Con Saúl y Arón al violín, Javier con la viola y Álvaro con el violonchelo, el Cuarteto Latinoamericano rindió un concierto que se quedó grabado en la memoria de una Sala Principal del Palacio de Bellas Artes llena. El programa comenzó con Cuarteto en la mayor, G 206, del italiano Luigi Boccherini, dividido en Allegro, Andantino lentarello, Minuetto con moto y Finale: Presto assai.

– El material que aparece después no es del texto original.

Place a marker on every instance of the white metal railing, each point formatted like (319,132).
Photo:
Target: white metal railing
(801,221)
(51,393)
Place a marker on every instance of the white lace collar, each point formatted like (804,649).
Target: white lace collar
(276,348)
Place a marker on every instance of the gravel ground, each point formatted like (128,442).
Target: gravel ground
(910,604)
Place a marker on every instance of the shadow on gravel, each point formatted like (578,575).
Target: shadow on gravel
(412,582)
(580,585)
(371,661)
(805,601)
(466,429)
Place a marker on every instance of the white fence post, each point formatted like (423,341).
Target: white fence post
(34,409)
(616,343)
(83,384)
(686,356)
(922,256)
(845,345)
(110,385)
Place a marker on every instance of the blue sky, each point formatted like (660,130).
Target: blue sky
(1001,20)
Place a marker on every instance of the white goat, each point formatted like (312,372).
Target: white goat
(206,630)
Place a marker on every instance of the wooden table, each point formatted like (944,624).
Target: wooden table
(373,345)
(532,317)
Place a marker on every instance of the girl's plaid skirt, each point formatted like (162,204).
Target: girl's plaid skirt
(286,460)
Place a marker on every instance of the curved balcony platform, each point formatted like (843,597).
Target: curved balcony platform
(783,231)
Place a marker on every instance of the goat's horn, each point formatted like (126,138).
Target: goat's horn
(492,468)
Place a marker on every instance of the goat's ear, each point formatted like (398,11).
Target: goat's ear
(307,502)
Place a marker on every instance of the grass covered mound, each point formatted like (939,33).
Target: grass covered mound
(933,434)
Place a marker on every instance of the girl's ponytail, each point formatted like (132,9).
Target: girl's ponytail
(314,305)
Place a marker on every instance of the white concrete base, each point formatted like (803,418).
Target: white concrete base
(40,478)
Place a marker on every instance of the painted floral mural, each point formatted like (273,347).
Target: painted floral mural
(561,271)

La velada siguió con Adagio para cuerdas, del Cuarteto núm. 2, del estadounidense Samuel Barber, para cerrar la primera parte del recital con Variaciones sobre el Capricho 24 de Paganini, composición del propio Javier Montiel.

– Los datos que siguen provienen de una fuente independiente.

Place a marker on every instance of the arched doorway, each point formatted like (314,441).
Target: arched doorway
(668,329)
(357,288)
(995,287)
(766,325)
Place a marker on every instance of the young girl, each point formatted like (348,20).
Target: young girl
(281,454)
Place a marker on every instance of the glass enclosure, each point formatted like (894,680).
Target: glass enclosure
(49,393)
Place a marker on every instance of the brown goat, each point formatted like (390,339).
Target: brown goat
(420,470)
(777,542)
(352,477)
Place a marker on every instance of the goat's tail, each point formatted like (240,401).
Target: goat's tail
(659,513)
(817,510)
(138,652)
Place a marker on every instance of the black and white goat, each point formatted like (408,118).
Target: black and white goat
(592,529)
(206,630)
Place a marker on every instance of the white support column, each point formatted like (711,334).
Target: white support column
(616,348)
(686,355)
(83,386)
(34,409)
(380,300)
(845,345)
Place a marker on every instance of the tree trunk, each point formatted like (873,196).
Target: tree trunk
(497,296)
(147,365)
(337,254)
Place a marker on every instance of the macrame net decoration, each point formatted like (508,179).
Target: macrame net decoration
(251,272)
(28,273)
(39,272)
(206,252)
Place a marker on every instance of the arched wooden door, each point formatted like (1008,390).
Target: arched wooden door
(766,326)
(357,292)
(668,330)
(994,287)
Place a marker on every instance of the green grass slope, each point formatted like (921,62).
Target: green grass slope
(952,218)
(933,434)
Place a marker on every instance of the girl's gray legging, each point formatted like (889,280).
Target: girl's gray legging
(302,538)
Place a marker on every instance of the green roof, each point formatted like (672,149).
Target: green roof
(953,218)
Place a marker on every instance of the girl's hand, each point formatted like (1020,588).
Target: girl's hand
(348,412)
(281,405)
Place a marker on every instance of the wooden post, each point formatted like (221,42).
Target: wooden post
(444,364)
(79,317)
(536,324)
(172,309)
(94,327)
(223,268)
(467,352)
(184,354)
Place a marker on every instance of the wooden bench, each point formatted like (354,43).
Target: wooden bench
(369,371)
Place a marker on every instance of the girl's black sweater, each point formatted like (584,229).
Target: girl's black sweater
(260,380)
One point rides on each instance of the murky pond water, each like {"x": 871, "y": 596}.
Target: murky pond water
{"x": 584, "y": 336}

Tras un breve intermedio, la noche cerró con el Quinteto con piano en mi bemol mayor, Op. 44, del alemán Robert Schumann, dividido en Allegro brillante, In modo d'una marcia. Un poco largamente, Scherzo: Molto vivace y Allegro ma non troppo, que interpretaron junto al pianista Rodolfo Ritter. “Son unos músicos excepcionales y transmitieron muchísima emoción en esta despedida. Fue un concierto hermoso”, aseguró Gema Ibarra, quien asistió con su familia a despedir al Cuarteto Latinomaricano. También entre el público, Joaquín Regalado resaltó: “Se notan todos los años que tienen reunidos, la experiencia y los lugares en los que han tocado. Fue una gran oportunidad haber venido a verlos en su último concierto”. “Fue hermoso y muy emocionante, estoy muy complacida con el concierto y casi lloramos al igual que ellos, qué bonito durar tanto tiempo juntos, es toda una aventura”, dijo Cecilia Vázquez, conmovida tras presenciar la despedida.